The diagnosis of acute coronary syndrome (ACS) has challenged the minds of cardiologists, emergency physicians and laboratorists for decades. A major breakthrough has, however, occurred at the dawn of the third millennium, with development, commercialization and introduction into clinical practice of troponin immunoassays. A novel generation of these methods, conventionally defined as "high-sensitivity" (HS), has more recently emerged. These latest generation assays are characterized by improved analytical sensitivity, which would theoretically allow earlier and more efficient diagnosis of ACS. Despite the considerable amount of information gathered over the past few years about the clinical use of conventional and HS immunoassays, several doubts persist and - according to our personal perspective - the evidence that the latest generation methods would represent a real breakthrough in management of patients in short-stay units such as the emergency department is still an unresolved issue.
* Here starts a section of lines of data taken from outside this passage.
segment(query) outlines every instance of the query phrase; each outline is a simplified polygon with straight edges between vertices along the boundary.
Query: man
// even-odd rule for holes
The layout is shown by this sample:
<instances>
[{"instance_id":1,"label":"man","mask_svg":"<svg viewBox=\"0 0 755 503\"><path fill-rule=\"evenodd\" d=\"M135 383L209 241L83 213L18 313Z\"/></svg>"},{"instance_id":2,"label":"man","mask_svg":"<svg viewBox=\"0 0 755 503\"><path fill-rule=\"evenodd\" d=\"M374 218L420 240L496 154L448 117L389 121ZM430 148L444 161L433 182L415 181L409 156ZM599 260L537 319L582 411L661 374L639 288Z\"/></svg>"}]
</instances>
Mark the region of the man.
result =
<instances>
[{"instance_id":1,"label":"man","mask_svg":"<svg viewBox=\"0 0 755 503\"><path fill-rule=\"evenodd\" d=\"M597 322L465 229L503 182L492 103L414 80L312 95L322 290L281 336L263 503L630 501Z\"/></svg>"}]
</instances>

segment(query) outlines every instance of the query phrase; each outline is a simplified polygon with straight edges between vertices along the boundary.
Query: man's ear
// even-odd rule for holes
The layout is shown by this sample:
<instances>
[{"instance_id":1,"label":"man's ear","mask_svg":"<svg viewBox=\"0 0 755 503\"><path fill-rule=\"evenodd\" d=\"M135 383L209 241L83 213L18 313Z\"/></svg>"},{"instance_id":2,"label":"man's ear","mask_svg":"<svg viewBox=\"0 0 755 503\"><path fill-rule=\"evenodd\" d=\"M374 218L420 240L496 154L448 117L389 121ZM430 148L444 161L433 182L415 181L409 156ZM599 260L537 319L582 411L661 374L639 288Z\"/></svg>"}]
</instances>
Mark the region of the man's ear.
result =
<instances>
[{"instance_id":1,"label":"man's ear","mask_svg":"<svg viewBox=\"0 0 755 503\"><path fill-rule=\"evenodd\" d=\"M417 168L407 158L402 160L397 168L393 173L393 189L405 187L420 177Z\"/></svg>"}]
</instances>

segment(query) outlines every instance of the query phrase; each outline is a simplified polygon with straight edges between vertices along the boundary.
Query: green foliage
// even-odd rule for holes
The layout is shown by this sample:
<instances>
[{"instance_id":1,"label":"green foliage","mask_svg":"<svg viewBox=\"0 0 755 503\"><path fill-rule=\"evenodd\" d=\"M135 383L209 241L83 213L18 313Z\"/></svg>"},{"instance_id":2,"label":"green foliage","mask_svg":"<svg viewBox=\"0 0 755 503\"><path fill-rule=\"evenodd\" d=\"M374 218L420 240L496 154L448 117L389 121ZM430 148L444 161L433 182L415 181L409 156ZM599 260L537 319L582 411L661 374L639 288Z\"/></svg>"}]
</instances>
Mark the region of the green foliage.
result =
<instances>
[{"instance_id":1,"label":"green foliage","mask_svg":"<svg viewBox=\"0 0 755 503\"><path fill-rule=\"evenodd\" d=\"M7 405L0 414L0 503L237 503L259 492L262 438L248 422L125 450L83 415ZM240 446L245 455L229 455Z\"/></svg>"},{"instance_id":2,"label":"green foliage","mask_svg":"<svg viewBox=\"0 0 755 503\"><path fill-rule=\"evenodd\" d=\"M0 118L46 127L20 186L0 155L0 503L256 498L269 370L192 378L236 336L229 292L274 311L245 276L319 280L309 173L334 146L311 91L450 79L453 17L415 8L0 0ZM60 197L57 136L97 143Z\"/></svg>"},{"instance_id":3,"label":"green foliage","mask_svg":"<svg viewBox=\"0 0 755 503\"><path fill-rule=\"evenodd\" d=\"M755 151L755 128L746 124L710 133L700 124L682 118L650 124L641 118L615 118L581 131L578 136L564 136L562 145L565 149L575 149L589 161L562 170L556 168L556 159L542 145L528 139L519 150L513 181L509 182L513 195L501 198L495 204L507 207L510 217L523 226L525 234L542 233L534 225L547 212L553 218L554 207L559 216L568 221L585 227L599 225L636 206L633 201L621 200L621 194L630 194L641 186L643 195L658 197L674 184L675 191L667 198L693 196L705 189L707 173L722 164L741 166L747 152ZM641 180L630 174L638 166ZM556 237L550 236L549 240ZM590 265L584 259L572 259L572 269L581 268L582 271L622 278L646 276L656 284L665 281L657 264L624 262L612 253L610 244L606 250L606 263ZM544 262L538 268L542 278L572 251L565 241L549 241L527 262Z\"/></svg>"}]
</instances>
Beside the mystifying nomenclature that characterizes several commercial tests, recent evidence suggests that the diagnostic performance of some contemporary sensitive methods would equal those of HS immunoassays for early diagnosis, serial assessment and even prognostication of patients. Conversely, the better diagnostic specificity of conventional methods may represent an advantage for triaging patients in overcrowded emergency departments. There is hence a tangible threat that the measurement of troponin with HS methods would become more or less an "expensive cholesterol of the third millennium", and this risk must be carefully considered in a world of limited resources. So, our answer to the question if we do really need HS troponin immunoassays in the emergency department is "maybe not".